Snead’s also made a jumble out of the film as experience. He lays out the evolution of video games on a timeline, but he slides back and forth along it with no real sense of pacing or context. What starts out as an organizational framework quickly becomes a bucket from which Snead pulls things almost at random. Talking heads include professional geeks like Wil Wheaton and Chris Hardwick, as well as game designer and executive producer Cliff Bleszinski and executive producer Zach Braff (whose presence seems likely to be the reason Donald Faison also appears briefly).

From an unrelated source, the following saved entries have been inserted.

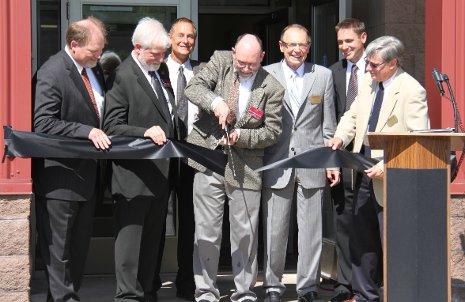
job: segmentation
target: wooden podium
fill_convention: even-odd
[[[451,301],[450,151],[464,133],[369,133],[383,149],[384,302]]]

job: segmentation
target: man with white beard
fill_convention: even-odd
[[[152,18],[139,21],[134,49],[109,79],[104,129],[109,135],[174,138],[174,94],[163,63],[171,41]],[[114,160],[115,301],[156,301],[168,205],[170,160]],[[155,278],[155,280],[154,280]]]

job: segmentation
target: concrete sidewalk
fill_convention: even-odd
[[[164,302],[186,302],[186,300],[176,298],[176,287],[174,285],[175,274],[163,274],[163,286],[158,291],[158,301]],[[284,275],[284,283],[287,286],[287,291],[284,294],[283,301],[297,301],[295,292],[295,273]],[[218,276],[218,287],[222,295],[221,301],[229,300],[230,293],[234,290],[234,283],[231,274],[221,274]],[[265,293],[262,288],[261,274],[255,286],[255,292],[258,295],[258,301],[263,301]],[[83,302],[111,302],[115,292],[115,276],[114,275],[87,275],[84,278],[82,288],[80,290],[81,301]],[[329,301],[333,296],[333,291],[326,290],[320,287],[319,301]],[[47,284],[43,272],[36,272],[31,281],[31,302],[45,302],[47,296]]]

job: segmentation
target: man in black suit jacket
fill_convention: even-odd
[[[37,72],[35,132],[89,139],[97,149],[109,148],[110,140],[99,129],[105,86],[97,62],[104,44],[105,29],[95,18],[68,27],[65,49]],[[79,301],[100,189],[98,162],[34,159],[33,181],[47,301]]]
[[[351,72],[357,66],[355,81],[361,83],[365,73],[365,49],[367,40],[365,24],[357,19],[348,18],[336,25],[337,43],[344,58],[334,63],[329,69],[333,73],[335,107],[337,121],[349,110],[353,97],[357,95],[357,85],[354,94],[348,95]],[[352,88],[353,90],[353,88]],[[348,146],[347,150],[352,150]],[[342,182],[331,188],[334,201],[333,217],[336,221],[336,252],[337,252],[337,285],[336,296],[331,302],[342,302],[351,299],[352,294],[352,261],[349,251],[349,234],[352,223],[352,203],[354,197],[354,173],[351,169],[342,169]]]
[[[194,51],[197,29],[192,20],[187,18],[176,19],[169,32],[171,39],[171,53],[166,59],[170,81],[174,87],[176,106],[178,113],[178,125],[180,139],[185,139],[192,130],[193,123],[198,119],[199,109],[184,95],[185,84],[204,65],[199,61],[189,58]],[[182,83],[182,76],[185,78]],[[176,296],[186,300],[194,300],[194,272],[192,269],[192,257],[194,252],[194,203],[192,191],[195,170],[187,164],[187,161],[178,161],[178,175],[175,184],[177,197],[178,217],[178,273],[176,275]]]
[[[163,145],[175,136],[176,108],[163,63],[170,39],[152,18],[139,21],[134,49],[108,81],[104,129]],[[115,301],[156,301],[170,192],[170,160],[114,160]]]

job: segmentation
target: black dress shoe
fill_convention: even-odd
[[[187,301],[195,301],[194,292],[195,290],[186,290],[186,289],[179,288],[176,291],[176,297],[187,300]]]
[[[313,302],[318,299],[318,294],[316,292],[308,292],[303,296],[300,296],[297,301],[299,302]]]
[[[276,291],[267,292],[264,302],[281,302],[281,295]]]
[[[344,302],[352,299],[354,295],[350,292],[340,292],[336,296],[331,298],[331,302]]]

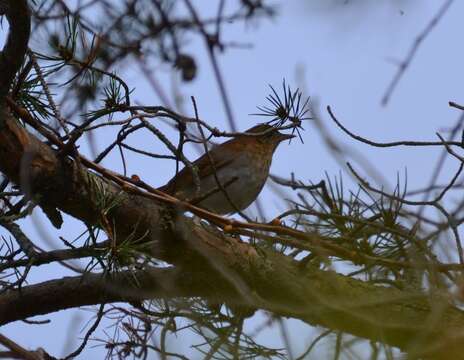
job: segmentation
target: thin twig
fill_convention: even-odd
[[[416,55],[417,50],[419,50],[420,45],[423,43],[425,38],[432,32],[432,30],[438,25],[439,21],[444,17],[448,9],[450,8],[451,4],[454,0],[447,0],[438,10],[437,14],[430,20],[427,26],[422,30],[422,32],[416,37],[414,40],[409,52],[406,56],[406,59],[401,61],[398,65],[398,70],[390,82],[390,85],[387,87],[384,96],[382,97],[381,104],[382,106],[386,106],[390,101],[390,97],[392,96],[396,86],[398,85],[399,81],[401,80],[404,73],[408,70],[409,66],[411,65],[414,56]]]
[[[348,136],[351,138],[362,142],[367,145],[375,146],[375,147],[395,147],[395,146],[443,146],[443,142],[441,141],[392,141],[392,142],[386,142],[386,143],[381,143],[381,142],[376,142],[372,141],[369,139],[366,139],[360,135],[356,135],[355,133],[351,132],[348,130],[345,126],[342,125],[342,123],[335,117],[332,108],[330,106],[327,106],[327,111],[332,118],[332,120],[335,122],[335,124]],[[453,146],[462,146],[462,142],[460,141],[446,141],[447,145],[453,145]]]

These men — and the interviewees are overwhelmingly male, and white — talk with a soft look in their eyes about the games they loved as children, or about how video games are the ultimate art form, or about how the presence of violence in games isn’t representative of the industry as a whole or connected to broader societal unrest. These are, let’s be clear, completely valid opinions to have. The problem is that Snead has no interest in exploring them, or in doing anything other than gently reinforcing his subjects’ occasionally contradictory worldviews. There’s no sense of an authorial presence or mind working behind the scenes. Rather, the entire product feels like just that: product. Even the narration, brightly chirped by Sean Astin, resorts to any number of filler cliches: “the writing was on the wall,” “the final nail was driven home,” “it went down like the Titanic,” “the winds of change were blowing.” This isn’t writing. This is an infomercial made from Mad Libs.
Video Games: The Movie wants to be all things to all people. It wants to champion independent developers as those making things with “character and soul,” but it also wants to celebrate mainstream games for doing the same thing. It wants to live endlessly in a rosy past while loudly promoting a gleaming future. It wants to trumpet the success and size of the industry but ignore the effect of that success. In other words, it wants to be taken seriously without acting or thinking seriously on its own behalf. But all the inspirational quotes can’t disguise the fact that Snead’s film is an empty one that pays lip service to the power of character without ever showing any of its own.